The British Hajj Delegation
After a period of lobbying by British Muslim community organisations, 2000 saw the first Foreign and Commonwealth Office (FCO) supported British Hajj Delegation (BHD). This was a unique development among Western nations.
The BHD provided consular support and volunteer British Muslim doctors on the ground during the pilgrimage.

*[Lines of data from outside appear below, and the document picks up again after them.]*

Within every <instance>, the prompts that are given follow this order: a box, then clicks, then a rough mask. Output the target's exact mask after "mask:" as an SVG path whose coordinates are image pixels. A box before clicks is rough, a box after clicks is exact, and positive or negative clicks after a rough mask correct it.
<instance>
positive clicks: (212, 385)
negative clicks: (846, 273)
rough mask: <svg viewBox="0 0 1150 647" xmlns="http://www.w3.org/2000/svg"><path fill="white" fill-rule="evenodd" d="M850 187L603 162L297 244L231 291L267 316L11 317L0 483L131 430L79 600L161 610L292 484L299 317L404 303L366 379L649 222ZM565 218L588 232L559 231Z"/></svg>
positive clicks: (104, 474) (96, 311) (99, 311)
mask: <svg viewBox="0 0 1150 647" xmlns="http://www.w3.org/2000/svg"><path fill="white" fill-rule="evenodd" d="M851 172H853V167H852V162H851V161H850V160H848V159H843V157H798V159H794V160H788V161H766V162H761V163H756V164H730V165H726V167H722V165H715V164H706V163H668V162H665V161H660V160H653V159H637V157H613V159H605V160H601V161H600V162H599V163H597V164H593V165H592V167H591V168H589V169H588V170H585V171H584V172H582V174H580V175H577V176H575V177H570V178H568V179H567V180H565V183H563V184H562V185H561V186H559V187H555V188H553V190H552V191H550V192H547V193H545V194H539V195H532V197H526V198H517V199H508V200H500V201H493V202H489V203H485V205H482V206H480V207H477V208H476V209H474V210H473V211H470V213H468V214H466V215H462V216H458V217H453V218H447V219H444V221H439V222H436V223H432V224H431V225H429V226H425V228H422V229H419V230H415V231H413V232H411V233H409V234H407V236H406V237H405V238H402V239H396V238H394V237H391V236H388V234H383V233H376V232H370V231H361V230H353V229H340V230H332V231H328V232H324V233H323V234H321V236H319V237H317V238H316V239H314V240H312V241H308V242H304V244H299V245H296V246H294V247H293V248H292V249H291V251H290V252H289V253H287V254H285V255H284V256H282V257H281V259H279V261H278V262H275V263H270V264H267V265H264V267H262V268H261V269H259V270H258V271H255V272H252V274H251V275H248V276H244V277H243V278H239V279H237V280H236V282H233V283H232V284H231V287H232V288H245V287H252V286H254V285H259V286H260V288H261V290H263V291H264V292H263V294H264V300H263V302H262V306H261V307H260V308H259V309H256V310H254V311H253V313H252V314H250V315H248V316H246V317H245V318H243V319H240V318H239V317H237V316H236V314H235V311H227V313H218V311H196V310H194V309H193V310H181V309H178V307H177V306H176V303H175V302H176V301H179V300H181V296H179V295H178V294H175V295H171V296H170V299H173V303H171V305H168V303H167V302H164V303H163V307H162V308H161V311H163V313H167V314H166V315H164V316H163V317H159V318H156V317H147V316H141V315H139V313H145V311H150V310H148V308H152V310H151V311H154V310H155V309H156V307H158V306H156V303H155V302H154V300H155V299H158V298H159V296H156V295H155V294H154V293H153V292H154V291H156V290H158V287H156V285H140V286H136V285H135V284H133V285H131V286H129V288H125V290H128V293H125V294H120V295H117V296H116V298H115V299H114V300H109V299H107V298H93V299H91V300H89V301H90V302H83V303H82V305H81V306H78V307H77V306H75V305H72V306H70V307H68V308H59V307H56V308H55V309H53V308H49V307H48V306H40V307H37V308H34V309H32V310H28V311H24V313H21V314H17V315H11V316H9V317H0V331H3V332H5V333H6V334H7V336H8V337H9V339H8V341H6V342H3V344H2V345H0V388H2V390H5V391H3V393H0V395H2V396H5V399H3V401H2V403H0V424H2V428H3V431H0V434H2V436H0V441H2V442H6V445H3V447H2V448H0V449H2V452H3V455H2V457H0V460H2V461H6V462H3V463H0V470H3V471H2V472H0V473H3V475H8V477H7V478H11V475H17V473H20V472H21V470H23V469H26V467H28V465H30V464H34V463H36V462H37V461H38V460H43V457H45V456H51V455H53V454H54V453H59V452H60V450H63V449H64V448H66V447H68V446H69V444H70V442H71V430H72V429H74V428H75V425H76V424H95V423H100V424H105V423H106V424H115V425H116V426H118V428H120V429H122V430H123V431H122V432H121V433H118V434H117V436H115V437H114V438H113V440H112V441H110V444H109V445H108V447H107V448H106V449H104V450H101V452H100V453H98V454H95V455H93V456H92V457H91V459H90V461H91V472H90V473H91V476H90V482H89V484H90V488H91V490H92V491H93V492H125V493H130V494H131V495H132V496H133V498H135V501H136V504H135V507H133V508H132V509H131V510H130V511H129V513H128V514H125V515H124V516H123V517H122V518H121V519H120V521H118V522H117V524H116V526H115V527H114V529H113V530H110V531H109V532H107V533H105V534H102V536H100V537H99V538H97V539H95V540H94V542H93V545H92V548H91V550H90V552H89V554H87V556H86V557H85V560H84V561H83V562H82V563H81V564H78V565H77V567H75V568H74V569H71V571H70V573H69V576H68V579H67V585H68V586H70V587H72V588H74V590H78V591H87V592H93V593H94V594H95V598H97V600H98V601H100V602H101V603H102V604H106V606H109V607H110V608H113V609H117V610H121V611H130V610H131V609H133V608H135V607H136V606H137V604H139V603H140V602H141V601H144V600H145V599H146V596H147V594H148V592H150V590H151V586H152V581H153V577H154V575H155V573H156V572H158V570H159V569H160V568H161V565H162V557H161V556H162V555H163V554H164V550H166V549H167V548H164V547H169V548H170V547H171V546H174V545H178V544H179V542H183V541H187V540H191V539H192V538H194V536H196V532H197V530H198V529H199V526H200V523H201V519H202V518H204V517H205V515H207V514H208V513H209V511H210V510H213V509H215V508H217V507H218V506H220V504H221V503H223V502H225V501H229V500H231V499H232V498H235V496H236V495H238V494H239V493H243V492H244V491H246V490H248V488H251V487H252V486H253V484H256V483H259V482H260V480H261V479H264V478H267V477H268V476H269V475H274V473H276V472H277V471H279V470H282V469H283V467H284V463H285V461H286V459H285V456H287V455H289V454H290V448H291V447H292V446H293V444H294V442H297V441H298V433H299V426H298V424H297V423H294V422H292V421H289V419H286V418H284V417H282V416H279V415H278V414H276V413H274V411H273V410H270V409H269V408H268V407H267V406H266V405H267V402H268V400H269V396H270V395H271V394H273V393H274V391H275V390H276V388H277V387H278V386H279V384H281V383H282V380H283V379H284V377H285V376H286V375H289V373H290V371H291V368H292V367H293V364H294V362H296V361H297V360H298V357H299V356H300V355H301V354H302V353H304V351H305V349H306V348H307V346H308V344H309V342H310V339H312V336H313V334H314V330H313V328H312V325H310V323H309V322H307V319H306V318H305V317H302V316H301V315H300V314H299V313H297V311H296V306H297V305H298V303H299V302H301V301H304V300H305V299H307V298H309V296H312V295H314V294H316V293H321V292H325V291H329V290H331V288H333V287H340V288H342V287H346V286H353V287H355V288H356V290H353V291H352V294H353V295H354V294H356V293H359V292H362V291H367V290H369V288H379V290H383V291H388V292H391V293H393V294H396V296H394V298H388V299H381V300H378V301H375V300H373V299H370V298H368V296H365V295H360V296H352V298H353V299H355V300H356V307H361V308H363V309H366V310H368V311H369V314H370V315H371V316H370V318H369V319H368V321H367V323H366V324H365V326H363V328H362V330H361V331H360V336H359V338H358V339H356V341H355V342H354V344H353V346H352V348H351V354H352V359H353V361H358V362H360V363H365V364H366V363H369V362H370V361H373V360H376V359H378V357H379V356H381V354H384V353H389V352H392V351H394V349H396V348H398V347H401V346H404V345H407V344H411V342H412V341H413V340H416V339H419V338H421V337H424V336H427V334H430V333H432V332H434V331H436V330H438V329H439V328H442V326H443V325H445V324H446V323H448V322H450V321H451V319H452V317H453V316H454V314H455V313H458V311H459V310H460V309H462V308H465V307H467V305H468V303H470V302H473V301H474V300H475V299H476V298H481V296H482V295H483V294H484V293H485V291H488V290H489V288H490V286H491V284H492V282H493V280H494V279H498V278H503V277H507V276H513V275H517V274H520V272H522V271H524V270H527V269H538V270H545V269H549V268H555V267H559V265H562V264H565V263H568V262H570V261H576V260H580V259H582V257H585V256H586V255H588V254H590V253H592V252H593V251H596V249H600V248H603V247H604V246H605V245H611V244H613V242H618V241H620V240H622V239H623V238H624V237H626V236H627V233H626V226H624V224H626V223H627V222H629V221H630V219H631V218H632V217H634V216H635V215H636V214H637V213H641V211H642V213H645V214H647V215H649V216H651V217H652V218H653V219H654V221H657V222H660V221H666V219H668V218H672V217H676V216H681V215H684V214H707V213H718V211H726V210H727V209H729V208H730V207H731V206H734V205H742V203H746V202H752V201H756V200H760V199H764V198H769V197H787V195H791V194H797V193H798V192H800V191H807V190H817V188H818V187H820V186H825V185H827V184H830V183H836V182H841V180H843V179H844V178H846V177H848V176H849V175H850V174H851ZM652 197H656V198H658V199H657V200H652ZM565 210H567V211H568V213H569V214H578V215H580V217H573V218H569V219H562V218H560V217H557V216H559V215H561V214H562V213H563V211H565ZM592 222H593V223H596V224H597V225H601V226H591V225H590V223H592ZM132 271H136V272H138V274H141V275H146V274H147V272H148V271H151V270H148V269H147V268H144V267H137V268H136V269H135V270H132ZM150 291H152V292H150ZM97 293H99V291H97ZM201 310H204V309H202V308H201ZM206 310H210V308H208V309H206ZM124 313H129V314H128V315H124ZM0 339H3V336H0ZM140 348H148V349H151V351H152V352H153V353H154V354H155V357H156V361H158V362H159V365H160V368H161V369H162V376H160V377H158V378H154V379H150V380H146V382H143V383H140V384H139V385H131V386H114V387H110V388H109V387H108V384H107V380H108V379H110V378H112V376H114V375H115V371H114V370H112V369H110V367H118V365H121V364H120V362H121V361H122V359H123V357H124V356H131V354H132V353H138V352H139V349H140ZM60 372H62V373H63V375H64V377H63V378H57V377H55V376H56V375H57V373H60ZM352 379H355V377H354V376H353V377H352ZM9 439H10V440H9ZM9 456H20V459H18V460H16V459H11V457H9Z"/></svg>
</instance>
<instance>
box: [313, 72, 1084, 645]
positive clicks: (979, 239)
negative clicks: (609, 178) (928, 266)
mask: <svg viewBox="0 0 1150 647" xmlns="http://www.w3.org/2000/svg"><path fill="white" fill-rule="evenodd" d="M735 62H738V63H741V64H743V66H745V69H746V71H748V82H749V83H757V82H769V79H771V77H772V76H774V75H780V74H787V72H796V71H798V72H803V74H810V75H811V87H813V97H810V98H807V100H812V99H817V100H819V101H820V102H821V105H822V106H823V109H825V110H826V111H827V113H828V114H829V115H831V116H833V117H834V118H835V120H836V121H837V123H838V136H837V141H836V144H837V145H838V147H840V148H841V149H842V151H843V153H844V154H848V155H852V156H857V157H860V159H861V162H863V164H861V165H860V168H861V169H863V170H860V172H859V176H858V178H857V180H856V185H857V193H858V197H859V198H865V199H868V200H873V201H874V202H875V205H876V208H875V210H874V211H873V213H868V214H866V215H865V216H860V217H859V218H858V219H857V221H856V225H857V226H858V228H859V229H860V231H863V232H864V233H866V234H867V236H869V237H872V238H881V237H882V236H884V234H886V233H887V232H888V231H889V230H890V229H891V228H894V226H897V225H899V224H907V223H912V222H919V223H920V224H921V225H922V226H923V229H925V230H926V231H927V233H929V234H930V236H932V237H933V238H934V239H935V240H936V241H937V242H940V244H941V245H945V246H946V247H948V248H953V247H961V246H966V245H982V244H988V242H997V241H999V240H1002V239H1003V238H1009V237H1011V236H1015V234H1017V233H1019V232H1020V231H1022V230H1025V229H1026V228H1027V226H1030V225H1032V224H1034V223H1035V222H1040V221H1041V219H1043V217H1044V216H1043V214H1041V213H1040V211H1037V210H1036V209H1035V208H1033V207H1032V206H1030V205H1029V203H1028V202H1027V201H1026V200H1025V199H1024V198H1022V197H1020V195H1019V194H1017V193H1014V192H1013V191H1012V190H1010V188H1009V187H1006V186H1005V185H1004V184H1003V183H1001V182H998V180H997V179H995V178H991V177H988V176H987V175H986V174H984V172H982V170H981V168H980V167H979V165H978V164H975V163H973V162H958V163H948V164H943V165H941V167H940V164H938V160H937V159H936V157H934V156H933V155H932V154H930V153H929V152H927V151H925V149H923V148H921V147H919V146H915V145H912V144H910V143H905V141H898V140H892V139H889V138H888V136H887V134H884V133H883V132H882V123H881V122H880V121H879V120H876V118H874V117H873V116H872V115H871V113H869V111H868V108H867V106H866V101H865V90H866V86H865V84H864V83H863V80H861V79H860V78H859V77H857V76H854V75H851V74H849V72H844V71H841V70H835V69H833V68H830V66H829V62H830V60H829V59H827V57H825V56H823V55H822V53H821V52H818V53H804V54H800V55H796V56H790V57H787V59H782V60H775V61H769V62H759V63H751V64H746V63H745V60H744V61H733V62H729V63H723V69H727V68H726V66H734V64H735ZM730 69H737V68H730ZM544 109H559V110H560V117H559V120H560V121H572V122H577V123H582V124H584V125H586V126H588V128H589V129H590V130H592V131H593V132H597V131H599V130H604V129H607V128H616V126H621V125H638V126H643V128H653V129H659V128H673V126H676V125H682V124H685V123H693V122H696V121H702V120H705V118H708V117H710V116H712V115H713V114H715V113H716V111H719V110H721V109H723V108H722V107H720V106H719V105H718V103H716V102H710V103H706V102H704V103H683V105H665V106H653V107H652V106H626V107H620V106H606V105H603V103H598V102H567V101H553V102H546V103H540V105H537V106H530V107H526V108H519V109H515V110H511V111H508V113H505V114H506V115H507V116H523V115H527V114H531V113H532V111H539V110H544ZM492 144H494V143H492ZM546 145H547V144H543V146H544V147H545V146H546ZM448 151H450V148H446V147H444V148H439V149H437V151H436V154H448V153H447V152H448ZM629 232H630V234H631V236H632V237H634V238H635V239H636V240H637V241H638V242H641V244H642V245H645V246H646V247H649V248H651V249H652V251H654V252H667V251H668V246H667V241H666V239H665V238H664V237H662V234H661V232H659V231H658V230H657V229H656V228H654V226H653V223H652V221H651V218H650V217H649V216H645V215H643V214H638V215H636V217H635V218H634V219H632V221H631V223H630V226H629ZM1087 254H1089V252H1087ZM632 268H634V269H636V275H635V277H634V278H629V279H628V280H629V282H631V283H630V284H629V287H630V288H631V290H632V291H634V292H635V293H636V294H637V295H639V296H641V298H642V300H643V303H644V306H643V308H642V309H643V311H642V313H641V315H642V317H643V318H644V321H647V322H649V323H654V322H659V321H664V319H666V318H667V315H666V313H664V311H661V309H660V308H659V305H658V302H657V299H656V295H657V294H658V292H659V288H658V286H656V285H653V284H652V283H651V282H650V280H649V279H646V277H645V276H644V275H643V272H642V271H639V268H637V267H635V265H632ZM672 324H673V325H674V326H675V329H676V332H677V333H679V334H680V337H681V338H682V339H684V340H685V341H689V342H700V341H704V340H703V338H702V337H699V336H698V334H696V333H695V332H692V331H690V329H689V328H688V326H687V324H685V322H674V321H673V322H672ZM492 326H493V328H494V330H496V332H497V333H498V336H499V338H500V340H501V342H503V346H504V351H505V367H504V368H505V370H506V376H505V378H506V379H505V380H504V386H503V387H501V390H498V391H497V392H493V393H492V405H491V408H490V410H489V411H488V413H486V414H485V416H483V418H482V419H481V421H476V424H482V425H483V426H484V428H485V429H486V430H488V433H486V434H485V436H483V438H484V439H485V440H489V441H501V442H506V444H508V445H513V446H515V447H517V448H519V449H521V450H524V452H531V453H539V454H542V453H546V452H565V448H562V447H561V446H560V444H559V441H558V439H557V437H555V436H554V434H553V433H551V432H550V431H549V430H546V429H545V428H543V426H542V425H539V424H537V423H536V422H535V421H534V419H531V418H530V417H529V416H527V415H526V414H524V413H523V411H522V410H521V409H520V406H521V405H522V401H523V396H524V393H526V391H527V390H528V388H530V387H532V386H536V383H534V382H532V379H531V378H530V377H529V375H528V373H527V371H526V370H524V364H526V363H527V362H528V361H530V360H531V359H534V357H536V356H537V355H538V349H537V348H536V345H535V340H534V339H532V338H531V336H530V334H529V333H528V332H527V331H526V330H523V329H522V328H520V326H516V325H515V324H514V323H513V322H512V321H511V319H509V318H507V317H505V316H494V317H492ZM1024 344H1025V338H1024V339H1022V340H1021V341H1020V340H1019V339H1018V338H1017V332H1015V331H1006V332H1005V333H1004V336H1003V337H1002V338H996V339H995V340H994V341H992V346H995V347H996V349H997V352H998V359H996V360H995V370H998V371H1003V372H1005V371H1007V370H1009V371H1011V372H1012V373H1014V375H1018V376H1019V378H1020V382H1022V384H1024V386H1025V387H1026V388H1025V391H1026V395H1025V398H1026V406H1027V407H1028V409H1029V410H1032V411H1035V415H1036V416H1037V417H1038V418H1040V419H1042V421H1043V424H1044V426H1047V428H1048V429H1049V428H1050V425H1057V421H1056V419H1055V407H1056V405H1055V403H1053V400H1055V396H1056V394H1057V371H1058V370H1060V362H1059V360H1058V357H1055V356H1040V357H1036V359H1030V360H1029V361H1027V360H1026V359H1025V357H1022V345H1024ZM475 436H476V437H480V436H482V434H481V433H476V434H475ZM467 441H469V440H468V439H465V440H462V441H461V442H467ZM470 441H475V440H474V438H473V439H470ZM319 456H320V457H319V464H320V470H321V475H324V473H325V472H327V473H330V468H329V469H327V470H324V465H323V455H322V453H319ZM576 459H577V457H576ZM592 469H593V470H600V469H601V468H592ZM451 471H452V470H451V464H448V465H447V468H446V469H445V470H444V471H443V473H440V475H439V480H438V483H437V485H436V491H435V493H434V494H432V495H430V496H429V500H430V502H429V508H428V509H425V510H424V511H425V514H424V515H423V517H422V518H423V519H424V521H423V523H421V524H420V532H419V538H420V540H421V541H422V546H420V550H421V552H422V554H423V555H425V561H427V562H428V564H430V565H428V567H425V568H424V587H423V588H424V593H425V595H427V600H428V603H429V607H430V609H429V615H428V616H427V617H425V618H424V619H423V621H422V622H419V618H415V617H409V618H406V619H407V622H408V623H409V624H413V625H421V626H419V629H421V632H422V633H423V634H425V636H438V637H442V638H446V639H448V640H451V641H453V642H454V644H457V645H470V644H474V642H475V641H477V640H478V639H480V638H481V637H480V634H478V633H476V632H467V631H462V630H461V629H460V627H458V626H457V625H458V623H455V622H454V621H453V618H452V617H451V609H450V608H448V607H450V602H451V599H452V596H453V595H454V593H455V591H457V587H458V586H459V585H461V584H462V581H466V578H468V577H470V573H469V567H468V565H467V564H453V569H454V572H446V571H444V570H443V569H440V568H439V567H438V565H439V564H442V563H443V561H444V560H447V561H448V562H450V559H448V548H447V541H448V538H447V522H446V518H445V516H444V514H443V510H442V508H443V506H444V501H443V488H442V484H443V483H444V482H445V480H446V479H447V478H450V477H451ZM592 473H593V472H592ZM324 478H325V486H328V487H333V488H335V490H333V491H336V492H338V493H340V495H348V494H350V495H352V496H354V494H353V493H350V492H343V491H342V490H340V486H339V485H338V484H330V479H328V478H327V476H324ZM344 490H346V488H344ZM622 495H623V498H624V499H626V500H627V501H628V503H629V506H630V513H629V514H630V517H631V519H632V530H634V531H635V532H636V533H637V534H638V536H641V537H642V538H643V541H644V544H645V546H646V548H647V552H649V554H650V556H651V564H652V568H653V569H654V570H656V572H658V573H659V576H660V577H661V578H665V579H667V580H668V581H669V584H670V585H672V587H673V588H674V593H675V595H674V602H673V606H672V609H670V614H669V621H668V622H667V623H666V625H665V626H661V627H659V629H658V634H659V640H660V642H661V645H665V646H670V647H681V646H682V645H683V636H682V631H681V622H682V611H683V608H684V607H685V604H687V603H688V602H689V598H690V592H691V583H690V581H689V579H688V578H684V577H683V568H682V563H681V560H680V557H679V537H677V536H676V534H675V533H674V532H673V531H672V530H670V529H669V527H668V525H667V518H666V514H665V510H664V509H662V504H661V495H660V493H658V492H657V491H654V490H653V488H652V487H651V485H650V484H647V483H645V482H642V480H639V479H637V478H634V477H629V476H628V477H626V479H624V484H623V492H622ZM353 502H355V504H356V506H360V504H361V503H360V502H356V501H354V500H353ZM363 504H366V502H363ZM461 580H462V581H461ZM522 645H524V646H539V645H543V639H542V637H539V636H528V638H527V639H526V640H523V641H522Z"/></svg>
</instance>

It was led initially by Lord Ahmed of Rotherham, patron of the Association of British Hujjaj (ABH), a Birmingham-based charity, with Sir Iqbal Sacranie of the Muslim Council of Britain (MCB) alongside.
Association of British Hujjaj was established in 1997 and ’98. … And our aim was to education Muslims before they go for Hajj and Umrah, and second objective was to negotiate with British government … That’s how we started ABH, and following this negotiation after twelve months a Hajj delegation would be coming into shape, and female, male doctors, Foreign Office staff, counsellors.
From Health at Hajj to Hajj Fraud
The BHD was subsequently led for several years by Lord Adam Patel of Blackburn until medical support was withdrawn by the FCO in 2010. During this period a new ‘second generation’ pilgrim welfare organisation also emerged in Bolton, the Council of British Hajjis (CBH).
However, while advising pilgrims about health during Hajj has remained high on the agenda of both the CBH and the ABH, it is so-called “Hajj fraud” that currently commands most public attention.
When I was out there I saw things from a different perspective… to see people who were almost being exploited in some respects by tour operators who weren’t delivering their promises. People were having a whinge or a moan out there during the days of Hajj.
Regulating the Hajj and Umrah Industry
Because the selling of Hajj packages often involves sub-agents and touts some pilgrims don’t necessarily speak directly to the approved tour operators they are buying from. But if pilgrims are then let down in any way they can be reluctant to complain.
Although Hajj represents many unique challenges for package organisers, the sector has been slow to self-regulate. In partnership with stakeholders such as the ABH and the CBH, agencies such as Trading Standards in Birmingham and the City of London Police are taking a lead on industry problems.
Trading Standard and the police have been quite successful to prosecute certain rogue operators. One person a couple of years ago at the last minute ran away from the country with about 100 people’s money. The Met police worked very closely with their counterparts and the man was arrested from Daca, brought back to the books, and serving prison.